Distribution of $Y$ if $Y=\dfrac1X$ and $F_X(x) = \left(1 - \frac1x\right)\mathsf1_{[1,\infty)}(x)$ Let $X$ be a random variable with cumulative distribution function
$$F_X(x) = \left(1 - \frac1x\right)\mathsf1_{[1,\infty)}(x).$$
Let $Y=\dfrac1X$. What is the distribution of $Y$?
 A: First, observe that $1<x<\infty$ implies that $0<\frac1x<1$, so $\mathbb P(Y\in(0,1))=1$. Now for $0<y<1$ we compute
\begin{align}
F_Y(y)&=\mathbb P(Y\leqslant y)\\
&= \mathbb P\left(\frac1X\leqslant y\right)\\
&= \mathbb P\left(X\geqslant \frac 1y\right)\\
&= 1 - \mathbb P\left(X\leqslant \frac1y\right)\\
&= 1 - F_X\left(\frac1y\right)\\
&= (1 - (1 - y))\mathsf 1_{(0,1)}(y)\\
&= y\mathsf 1_{(0,1)}(y).
\end{align}
It follows that $Y$ is uniformly distributed over $(0,1)$. Since $F_Y$ is absolutely continuous, it is differentiable a.e. and $F_Y'$ is the probability density function of $Y$:
$$f_Y(y) = \frac{\mathsf d}{\mathsf d y} F_Y(y) = \mathsf 1_{(0,1)}(y)$$
(where $\mathsf 1_A$ denotes the indicator function of a set $A$).

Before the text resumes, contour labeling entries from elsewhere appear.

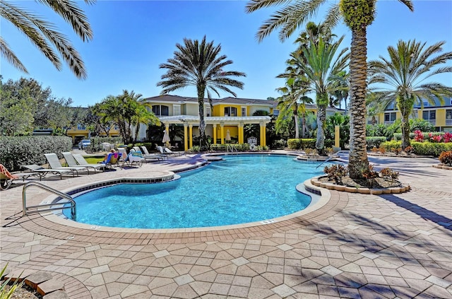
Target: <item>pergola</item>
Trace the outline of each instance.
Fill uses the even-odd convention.
[[[169,132],[170,124],[183,124],[184,125],[184,146],[185,151],[193,146],[193,127],[199,127],[199,117],[194,115],[174,115],[168,117],[159,117],[160,122],[165,124],[165,130]],[[249,124],[258,124],[259,140],[260,145],[264,146],[266,145],[266,126],[271,121],[269,116],[249,116],[249,117],[205,117],[204,121],[206,126],[211,125],[213,131],[213,143],[217,143],[217,130],[220,126],[220,139],[221,144],[225,143],[225,132],[224,130],[226,127],[237,127],[239,132],[239,143],[244,143],[243,127]]]

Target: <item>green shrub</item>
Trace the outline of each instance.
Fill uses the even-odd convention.
[[[366,137],[366,142],[367,143],[367,148],[373,148],[374,147],[379,148],[380,144],[386,141],[386,137],[385,136],[372,136]]]
[[[452,166],[452,151],[444,151],[439,155],[439,161],[448,166]]]
[[[439,143],[429,141],[417,142],[412,141],[411,146],[413,152],[420,156],[433,156],[438,157],[443,151],[452,151],[452,143]]]
[[[391,141],[383,142],[380,144],[380,148],[383,148],[386,151],[396,152],[398,150],[401,150],[402,141],[392,140]]]
[[[10,171],[21,165],[47,163],[44,153],[55,153],[59,158],[72,148],[72,139],[66,136],[26,136],[0,137],[0,163]]]
[[[429,134],[432,134],[432,136],[443,136],[444,135],[444,132],[422,132],[422,136],[424,136],[424,140],[429,140],[430,136]],[[410,139],[415,139],[415,133],[410,133]],[[394,133],[394,140],[400,141],[402,140],[402,133]]]

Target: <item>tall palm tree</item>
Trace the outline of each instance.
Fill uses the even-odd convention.
[[[198,40],[184,39],[184,45],[177,44],[177,50],[174,57],[165,64],[160,65],[160,69],[166,69],[167,73],[162,76],[162,81],[157,83],[163,90],[160,94],[186,86],[195,86],[198,93],[199,111],[200,146],[207,149],[208,144],[206,136],[204,121],[204,97],[211,104],[210,92],[220,97],[220,90],[225,91],[234,97],[236,93],[229,86],[243,88],[244,83],[230,77],[246,76],[244,73],[234,71],[225,71],[224,68],[232,64],[226,59],[226,55],[220,55],[221,45],[213,45],[213,41],[206,42],[206,35],[199,42]]]
[[[88,4],[95,2],[95,0],[84,1]],[[63,18],[82,41],[93,39],[93,30],[88,18],[76,1],[40,0],[39,2],[49,6]],[[54,24],[16,4],[4,0],[0,0],[0,16],[23,33],[57,70],[61,71],[62,69],[61,61],[57,54],[59,53],[77,78],[86,78],[86,70],[80,54],[67,37],[56,30]],[[0,37],[0,54],[16,69],[25,74],[28,73],[3,37]]]
[[[278,76],[281,78],[282,74]],[[306,131],[306,104],[312,102],[312,100],[305,95],[308,83],[305,77],[290,76],[287,78],[285,86],[276,88],[282,93],[278,98],[278,107],[280,110],[280,117],[287,117],[287,111],[292,111],[292,115],[295,121],[295,138],[299,138],[299,126],[298,125],[298,115],[302,114],[302,136],[304,136]]]
[[[452,66],[441,66],[452,60],[452,52],[439,54],[446,42],[426,47],[426,43],[399,40],[396,47],[389,46],[389,59],[379,57],[369,62],[370,82],[376,83],[376,100],[384,107],[396,102],[402,115],[402,148],[410,146],[408,117],[415,103],[435,99],[444,102],[444,96],[452,95],[452,87],[437,82],[425,82],[438,74],[451,73]]]
[[[410,0],[398,0],[413,10]],[[302,23],[309,20],[327,0],[249,0],[247,12],[285,4],[259,28],[257,37],[262,40],[273,30],[280,28],[279,37],[284,40]],[[375,17],[376,0],[341,0],[332,4],[324,23],[330,28],[343,18],[352,30],[350,47],[350,151],[348,170],[352,179],[362,179],[369,169],[366,151],[366,93],[367,90],[367,26]]]
[[[301,55],[306,61],[299,66],[310,84],[310,90],[316,93],[317,105],[317,140],[316,148],[323,151],[325,145],[325,119],[329,95],[336,90],[334,78],[348,65],[348,48],[343,49],[336,55],[344,36],[337,42],[326,43],[320,37],[318,42],[311,40],[309,47],[302,47]]]
[[[122,101],[119,97],[108,95],[97,105],[93,107],[93,112],[100,117],[100,122],[102,124],[113,123],[118,126],[119,134],[122,137],[124,143],[128,142],[127,129],[124,116]]]

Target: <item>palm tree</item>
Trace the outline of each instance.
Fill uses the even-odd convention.
[[[398,0],[413,10],[410,0]],[[273,30],[280,28],[279,37],[284,40],[302,23],[314,16],[327,0],[249,0],[247,12],[285,4],[259,28],[257,37],[262,40]],[[362,179],[362,172],[369,169],[366,149],[366,93],[367,91],[367,26],[375,17],[376,0],[341,0],[332,4],[324,23],[334,27],[342,17],[352,30],[350,47],[350,151],[348,170],[352,179]]]
[[[160,120],[150,110],[151,105],[144,102],[143,99],[141,99],[141,95],[136,100],[136,105],[135,105],[135,115],[132,117],[132,124],[135,126],[135,141],[138,138],[138,134],[140,132],[140,124],[145,124],[147,125],[157,125],[160,126]]]
[[[278,76],[281,77],[284,74]],[[303,80],[304,79],[304,80]],[[285,86],[276,88],[276,90],[282,95],[278,98],[279,102],[278,107],[280,110],[278,118],[286,117],[286,112],[291,111],[295,121],[295,138],[299,138],[299,127],[298,125],[298,115],[302,114],[302,136],[304,137],[306,131],[306,104],[311,104],[312,100],[307,97],[306,86],[307,83],[304,77],[289,77],[286,80]]]
[[[389,59],[380,56],[379,59],[369,62],[370,82],[377,83],[376,100],[383,102],[385,108],[396,101],[402,115],[402,148],[410,146],[408,117],[415,104],[422,105],[423,100],[427,100],[434,105],[438,99],[444,105],[443,97],[452,95],[452,87],[425,82],[438,74],[452,72],[452,66],[439,66],[452,60],[452,52],[439,54],[445,43],[426,47],[425,42],[399,40],[396,47],[388,47]]]
[[[69,23],[83,42],[93,39],[93,30],[83,11],[72,0],[40,0],[40,3],[49,6]],[[91,4],[95,0],[85,0]],[[9,1],[0,0],[0,16],[9,21],[30,40],[56,68],[61,71],[60,57],[69,65],[76,76],[86,78],[87,74],[82,59],[67,37],[57,31],[56,26],[44,18]],[[53,46],[52,46],[53,45]],[[0,54],[14,67],[28,74],[28,71],[16,56],[5,40],[0,37]]]
[[[334,78],[348,64],[348,48],[343,49],[336,57],[336,52],[344,37],[333,43],[326,43],[322,37],[318,42],[311,40],[309,47],[303,47],[302,55],[305,64],[298,64],[304,73],[309,89],[316,93],[317,105],[317,140],[316,148],[322,151],[325,145],[325,119],[329,94],[336,90]],[[333,60],[334,57],[336,57]]]
[[[213,45],[213,42],[206,42],[206,36],[201,42],[197,40],[184,39],[184,45],[177,44],[177,50],[174,58],[160,65],[166,69],[167,73],[162,76],[162,81],[157,83],[162,86],[162,95],[186,86],[195,86],[198,93],[199,111],[200,146],[202,149],[208,146],[206,136],[204,121],[204,97],[211,104],[210,91],[220,97],[220,90],[225,91],[234,97],[236,93],[229,86],[243,88],[244,83],[230,77],[246,76],[244,73],[225,71],[224,68],[232,64],[226,59],[226,55],[220,55],[221,45]]]
[[[93,107],[93,112],[100,117],[100,122],[107,124],[114,124],[118,126],[119,134],[122,137],[122,141],[125,143],[128,141],[126,122],[124,119],[122,102],[114,95],[108,95],[99,104]]]

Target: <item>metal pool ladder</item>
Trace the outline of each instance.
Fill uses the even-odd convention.
[[[55,204],[43,204],[37,206],[27,206],[27,198],[25,195],[25,191],[27,191],[27,189],[28,189],[32,186],[36,186],[44,190],[48,191],[51,193],[54,193],[61,198],[64,198],[67,199],[68,201],[58,202]],[[69,206],[66,206],[65,205],[67,204],[68,203],[70,203],[71,204]],[[69,194],[60,192],[58,190],[56,190],[53,188],[49,187],[49,186],[47,186],[44,184],[39,183],[37,182],[30,182],[23,186],[23,189],[22,189],[22,206],[23,206],[23,216],[27,216],[30,213],[47,212],[49,211],[61,210],[63,209],[71,209],[71,219],[74,221],[76,220],[76,201],[72,199],[72,197]],[[40,209],[40,208],[45,208],[45,207],[47,207],[47,208]]]

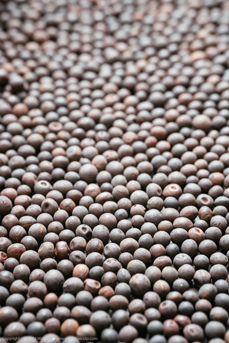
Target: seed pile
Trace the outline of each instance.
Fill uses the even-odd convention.
[[[229,343],[228,1],[0,21],[0,335]]]

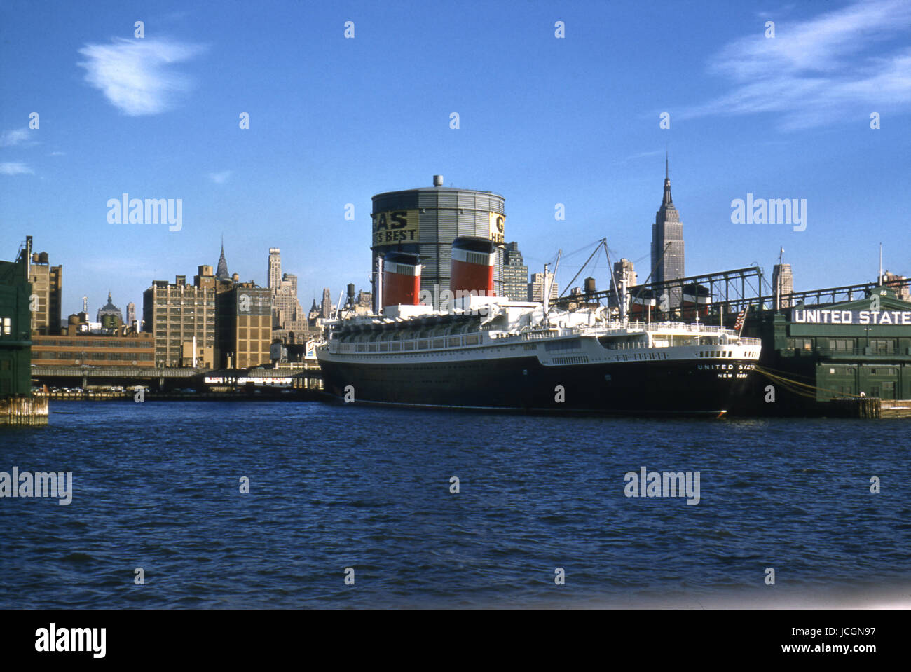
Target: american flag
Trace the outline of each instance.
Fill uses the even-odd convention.
[[[744,308],[742,311],[741,311],[737,314],[737,321],[734,322],[734,331],[740,331],[742,329],[743,329],[743,320],[746,318],[746,311],[749,311],[749,310],[750,310],[750,307],[747,306],[746,308]]]

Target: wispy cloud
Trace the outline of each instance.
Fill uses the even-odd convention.
[[[0,175],[35,175],[35,171],[21,161],[0,163]]]
[[[205,47],[169,40],[115,39],[110,45],[86,45],[77,65],[86,81],[130,117],[156,115],[173,107],[190,87],[189,79],[173,71]]]
[[[771,17],[774,20],[774,16]],[[793,130],[911,103],[911,47],[896,39],[911,32],[911,3],[861,2],[800,22],[778,21],[725,46],[710,72],[729,80],[730,93],[684,109],[679,117],[780,115]]]
[[[0,135],[0,147],[15,147],[28,139],[28,128],[15,128]]]

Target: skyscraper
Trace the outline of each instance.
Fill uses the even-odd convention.
[[[632,261],[628,259],[621,259],[614,261],[614,282],[619,287],[620,280],[623,280],[623,272],[626,271],[627,288],[635,287],[639,284],[639,274],[636,272]]]
[[[780,308],[791,307],[791,297],[794,290],[794,277],[791,264],[775,264],[772,268],[772,291],[778,299]]]
[[[228,261],[225,260],[225,240],[221,238],[221,256],[219,257],[219,265],[215,270],[215,277],[220,280],[230,280],[230,273],[228,272]]]
[[[284,340],[292,331],[307,330],[307,316],[297,298],[297,276],[281,273],[281,250],[269,249],[269,289],[272,301],[273,336]]]
[[[528,267],[522,259],[518,244],[507,243],[504,249],[503,293],[513,301],[528,300]]]
[[[47,252],[36,252],[28,264],[28,281],[32,283],[32,329],[43,334],[59,334],[63,267],[51,266]]]
[[[157,366],[186,363],[184,345],[202,351],[201,363],[211,366],[215,348],[215,281],[211,266],[200,266],[192,285],[179,275],[173,284],[154,280],[142,292],[143,329],[155,334]]]
[[[333,295],[328,287],[322,290],[322,302],[320,304],[320,317],[323,319],[333,316]]]
[[[281,250],[279,248],[269,248],[269,287],[273,291],[281,281]]]
[[[101,323],[102,329],[118,329],[123,324],[123,313],[114,305],[111,293],[107,292],[107,303],[98,309],[96,321]]]
[[[665,282],[684,277],[683,264],[683,224],[680,213],[670,199],[670,172],[668,158],[664,158],[664,196],[661,207],[655,213],[655,223],[651,227],[651,268],[652,282]],[[670,292],[670,305],[681,302],[680,290]]]

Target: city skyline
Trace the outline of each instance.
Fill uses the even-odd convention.
[[[408,6],[289,5],[279,21],[240,5],[7,4],[0,244],[8,258],[32,235],[63,266],[65,316],[83,295],[95,308],[114,289],[123,305],[213,264],[222,233],[231,272],[263,287],[251,250],[281,248],[307,305],[326,286],[369,289],[373,195],[443,174],[504,197],[529,272],[562,249],[565,285],[585,256],[569,253],[602,237],[646,270],[669,151],[689,273],[755,262],[771,278],[784,248],[795,290],[871,281],[883,242],[884,269],[911,275],[896,216],[907,5],[663,6],[643,20],[632,3],[512,3],[444,29]],[[412,39],[379,48],[405,17]],[[656,31],[687,36],[673,58],[640,48]],[[248,42],[256,53],[236,48]],[[465,76],[476,86],[454,93]],[[423,93],[392,105],[402,81]],[[181,199],[179,230],[110,223],[122,194]],[[752,196],[805,199],[805,229],[732,223]]]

Recall that any random variable $W$ has a cumulative distribution function $F_W:\mathbb R\to[0,1]$ defined by $F_W(w) = \mathbb P(W\leqslant w)$. When $W$ is a continuous random variable, it has a probability density function, that is, a function $f_W$ which satisfies $F_W' = f_W$ and for $w\in\mathbb R$,
$$F_W(w) = \int_{-\infty}^w f_W(t)\ \mathsf dt. $$
The distribution function and the density are two different (but related) things. Note that not all random variables are continuous, so they may not have a density.